Durante a nossa conversa no Rio de Janeiro, ele ratifica que o encontro serve para encorajar a reflexão a fim de melhorar o que somos como seres humanos. Para o griot, todos têm seu papel, e o que muda é o meio pelo qual temos acesso para desenvolvê-lo.
– Há muitas maneiras de realizar a sua missão. Na verdade, eu sou um privilegiado só pelo fato de vir ao Brasil e pelo fato de você, por exemplo, me ouvir e me dar a palavra. Nesse mesmo momento, há muitas pessoas que têm coisas interessantes a dizer e por algum motivo você está me ouvindo e transmitindo para muitas pessoas esse nosso encontro – declarou.
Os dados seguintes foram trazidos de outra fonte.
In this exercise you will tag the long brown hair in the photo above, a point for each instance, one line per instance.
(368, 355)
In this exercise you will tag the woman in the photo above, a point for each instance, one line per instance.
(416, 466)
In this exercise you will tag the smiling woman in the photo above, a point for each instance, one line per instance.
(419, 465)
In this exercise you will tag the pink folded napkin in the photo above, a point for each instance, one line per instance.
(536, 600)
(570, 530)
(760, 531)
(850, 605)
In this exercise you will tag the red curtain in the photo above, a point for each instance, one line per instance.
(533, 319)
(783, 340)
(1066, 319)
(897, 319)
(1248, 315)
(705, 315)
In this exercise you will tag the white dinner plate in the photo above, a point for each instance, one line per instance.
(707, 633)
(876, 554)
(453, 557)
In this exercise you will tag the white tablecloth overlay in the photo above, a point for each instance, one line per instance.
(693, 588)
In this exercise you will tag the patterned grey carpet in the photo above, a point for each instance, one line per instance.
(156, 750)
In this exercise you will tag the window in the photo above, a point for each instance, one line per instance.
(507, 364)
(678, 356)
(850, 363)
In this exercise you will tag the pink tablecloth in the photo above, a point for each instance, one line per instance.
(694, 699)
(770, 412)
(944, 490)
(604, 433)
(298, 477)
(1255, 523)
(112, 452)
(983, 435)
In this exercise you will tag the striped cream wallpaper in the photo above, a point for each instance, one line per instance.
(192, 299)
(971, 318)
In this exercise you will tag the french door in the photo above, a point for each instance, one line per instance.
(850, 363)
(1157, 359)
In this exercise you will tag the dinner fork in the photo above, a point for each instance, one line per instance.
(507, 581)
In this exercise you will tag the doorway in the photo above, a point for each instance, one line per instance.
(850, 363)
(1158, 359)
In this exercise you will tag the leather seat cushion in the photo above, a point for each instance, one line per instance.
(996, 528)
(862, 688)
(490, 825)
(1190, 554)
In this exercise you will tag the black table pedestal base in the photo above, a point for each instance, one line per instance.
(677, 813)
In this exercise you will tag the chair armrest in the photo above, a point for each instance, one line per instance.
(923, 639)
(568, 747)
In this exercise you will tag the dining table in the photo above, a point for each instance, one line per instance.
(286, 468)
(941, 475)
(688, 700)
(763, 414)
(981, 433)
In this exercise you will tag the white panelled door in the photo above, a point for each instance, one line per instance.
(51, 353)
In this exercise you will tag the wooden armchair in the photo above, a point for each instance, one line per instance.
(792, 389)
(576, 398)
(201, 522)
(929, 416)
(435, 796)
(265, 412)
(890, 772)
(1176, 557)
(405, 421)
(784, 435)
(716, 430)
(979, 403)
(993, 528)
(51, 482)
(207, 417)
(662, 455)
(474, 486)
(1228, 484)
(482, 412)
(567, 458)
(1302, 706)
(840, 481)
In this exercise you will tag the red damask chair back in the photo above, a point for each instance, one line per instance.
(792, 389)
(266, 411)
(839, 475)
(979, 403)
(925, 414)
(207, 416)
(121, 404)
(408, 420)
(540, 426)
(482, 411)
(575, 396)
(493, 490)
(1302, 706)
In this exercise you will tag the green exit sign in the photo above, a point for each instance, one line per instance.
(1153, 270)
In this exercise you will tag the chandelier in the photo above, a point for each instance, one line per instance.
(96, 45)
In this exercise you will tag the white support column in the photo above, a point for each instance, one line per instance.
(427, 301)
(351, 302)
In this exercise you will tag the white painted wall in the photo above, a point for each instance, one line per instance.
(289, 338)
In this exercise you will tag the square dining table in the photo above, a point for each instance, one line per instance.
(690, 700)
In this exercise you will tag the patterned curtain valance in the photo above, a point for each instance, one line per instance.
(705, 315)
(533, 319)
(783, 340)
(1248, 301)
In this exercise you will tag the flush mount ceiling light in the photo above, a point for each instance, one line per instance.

Os griots se responsabilizam por transmitir mensagens em torno da vida contemporânea e não apenas da herança que seus ancestrais deixaram. Acima de tudo, eles são conselheiros dentro desse cenário africano tantas vezes distorcido mundo afora.
A ideia da África
– A ideia da África não é errada apenas para o brasileiro, mas para muitos povos em todo o mundo, e isso tem relação com os valores dos quais partimos e avaliamos. Não são valores econômicos e financeiros, mas culturais e sociais, principalmente. As riquezas minerais transformam as finanças de um continente rico, mas que, politicamente, está minado – lamenta o africano que passa parte do ano a trabalho na França.
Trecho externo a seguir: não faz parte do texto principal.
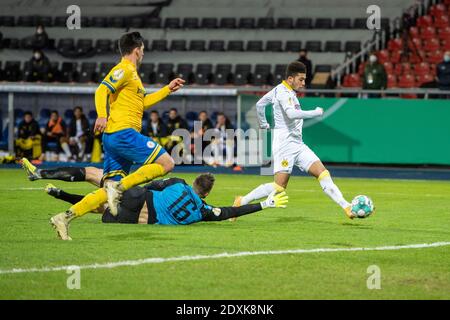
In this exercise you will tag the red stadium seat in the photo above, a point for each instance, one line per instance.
(407, 81)
(435, 57)
(441, 22)
(427, 32)
(444, 33)
(389, 67)
(438, 10)
(432, 44)
(422, 68)
(392, 81)
(395, 44)
(424, 78)
(383, 56)
(352, 81)
(424, 21)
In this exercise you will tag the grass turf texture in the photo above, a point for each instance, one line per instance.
(408, 212)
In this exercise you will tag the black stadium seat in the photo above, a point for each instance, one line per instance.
(164, 74)
(172, 23)
(178, 45)
(274, 46)
(265, 23)
(228, 23)
(87, 73)
(261, 76)
(246, 23)
(103, 46)
(223, 74)
(242, 74)
(285, 23)
(190, 23)
(254, 45)
(293, 46)
(323, 23)
(209, 23)
(159, 45)
(343, 23)
(216, 45)
(313, 46)
(333, 46)
(197, 45)
(146, 72)
(203, 74)
(186, 72)
(235, 45)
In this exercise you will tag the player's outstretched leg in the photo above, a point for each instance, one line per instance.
(333, 191)
(163, 165)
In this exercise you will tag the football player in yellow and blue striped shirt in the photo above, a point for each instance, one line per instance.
(122, 142)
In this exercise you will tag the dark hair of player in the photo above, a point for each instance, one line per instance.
(129, 41)
(203, 184)
(295, 68)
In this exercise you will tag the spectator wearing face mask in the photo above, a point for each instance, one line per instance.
(375, 77)
(443, 72)
(38, 68)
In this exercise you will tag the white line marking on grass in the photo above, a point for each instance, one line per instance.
(110, 265)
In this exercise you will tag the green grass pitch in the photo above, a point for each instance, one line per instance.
(408, 212)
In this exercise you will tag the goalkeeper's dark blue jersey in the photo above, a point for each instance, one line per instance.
(175, 202)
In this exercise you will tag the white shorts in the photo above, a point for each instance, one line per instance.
(289, 154)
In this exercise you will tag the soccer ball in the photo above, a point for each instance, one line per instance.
(362, 206)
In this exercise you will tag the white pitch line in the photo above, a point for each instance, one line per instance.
(110, 265)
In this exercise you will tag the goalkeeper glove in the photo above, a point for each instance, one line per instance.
(275, 200)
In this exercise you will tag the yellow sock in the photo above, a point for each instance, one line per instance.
(143, 174)
(89, 203)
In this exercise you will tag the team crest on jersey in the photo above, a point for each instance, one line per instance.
(217, 211)
(117, 75)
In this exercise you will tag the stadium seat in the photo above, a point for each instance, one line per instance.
(103, 46)
(242, 74)
(303, 23)
(432, 44)
(203, 73)
(333, 46)
(172, 23)
(216, 45)
(197, 45)
(323, 23)
(223, 74)
(293, 46)
(87, 73)
(274, 46)
(154, 23)
(178, 45)
(313, 46)
(265, 23)
(246, 23)
(209, 23)
(352, 46)
(185, 71)
(285, 23)
(342, 23)
(190, 23)
(228, 23)
(406, 81)
(261, 76)
(159, 45)
(146, 72)
(164, 74)
(235, 45)
(279, 73)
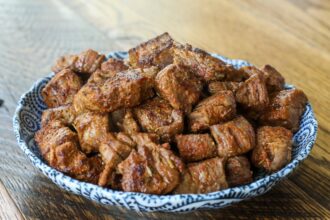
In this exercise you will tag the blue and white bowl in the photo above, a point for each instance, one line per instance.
(27, 119)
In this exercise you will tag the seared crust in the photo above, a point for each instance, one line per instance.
(154, 52)
(126, 89)
(61, 89)
(200, 62)
(234, 138)
(273, 148)
(252, 94)
(203, 177)
(157, 116)
(238, 171)
(59, 147)
(217, 108)
(91, 128)
(285, 109)
(121, 123)
(124, 120)
(195, 147)
(151, 169)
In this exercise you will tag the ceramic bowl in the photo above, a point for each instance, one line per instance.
(27, 119)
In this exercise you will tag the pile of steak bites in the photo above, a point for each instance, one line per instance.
(170, 119)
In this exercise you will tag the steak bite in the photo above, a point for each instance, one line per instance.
(195, 147)
(91, 128)
(154, 52)
(151, 169)
(212, 110)
(113, 149)
(218, 86)
(273, 150)
(238, 171)
(84, 63)
(274, 80)
(123, 120)
(113, 65)
(126, 89)
(203, 177)
(233, 138)
(64, 113)
(59, 146)
(61, 89)
(200, 62)
(179, 87)
(252, 94)
(285, 109)
(157, 116)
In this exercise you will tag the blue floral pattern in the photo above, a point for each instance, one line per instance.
(26, 122)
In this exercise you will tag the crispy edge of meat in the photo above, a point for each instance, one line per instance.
(214, 109)
(228, 137)
(156, 51)
(273, 149)
(195, 147)
(55, 94)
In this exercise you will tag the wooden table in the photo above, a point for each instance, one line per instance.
(292, 35)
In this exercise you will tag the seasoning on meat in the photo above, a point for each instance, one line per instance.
(233, 138)
(273, 150)
(179, 87)
(217, 108)
(285, 109)
(195, 147)
(158, 116)
(238, 171)
(61, 89)
(203, 177)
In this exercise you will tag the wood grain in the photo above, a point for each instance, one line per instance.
(292, 35)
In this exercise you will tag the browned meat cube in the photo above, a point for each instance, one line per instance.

Hassane se pergunta como muitos dos dirigentes africanos podem defender o país e depois, ao assumirem o poder, declinarem para situações tão desonestas. Para ele, a África não é pobre, mas a moral e o engajamento de alguns dirigentes é que o são. Essa reflexão também integra o cotidiano de um griot, que é parte do passado, e um agente para transformar o presente e o futuro.
– Eu tive a oportunidade de viajar pelo mundo e, do meu ponto de vista, a África não é a região mais pobre. Eu vi muitos lugares com desenvolvimento, mas onde os homens são pobres socialmente. Quando a gente conta o número de suicidas, perguntamos: onde está a pobreza? Quando vemos pessoas solitárias que não tem com quem falar, perguntamos: onde está a pobreza? Qual o critério para definir pobreza e riqueza?
A tecnologia possui uma capacidade incrível de aproximar. Com um simples clique, podemos passear por Ouagadougou, capital de Burkina Faso, podemos desbravar virtualmente as ruas por onde Hassane caminha, ver as cores, mas não conseguimos interagir, sentir o cheiro, a vibração, aquilo que, de fato, diferencia e dá contorno ao outro.
– Há muita uniformização e o mundo só vai se resolver quando a gente aceitar a diferença. A diferença enriquece. Se você tem medo do outro é porque tem um problema com você mesmo. O outro não é necessariamente um adversário. Eu acho que a grande contribuição da África para o mundo está exatamente nessa diferença, na multiplicidade cultural, na pluralidade – explica.
Preservando a cultura, os griots incrementam essa diferença, fortalecem o debate da humanidade e encorajam os outros a não terem medo de um continente que ainda tem muito a ser descoberto.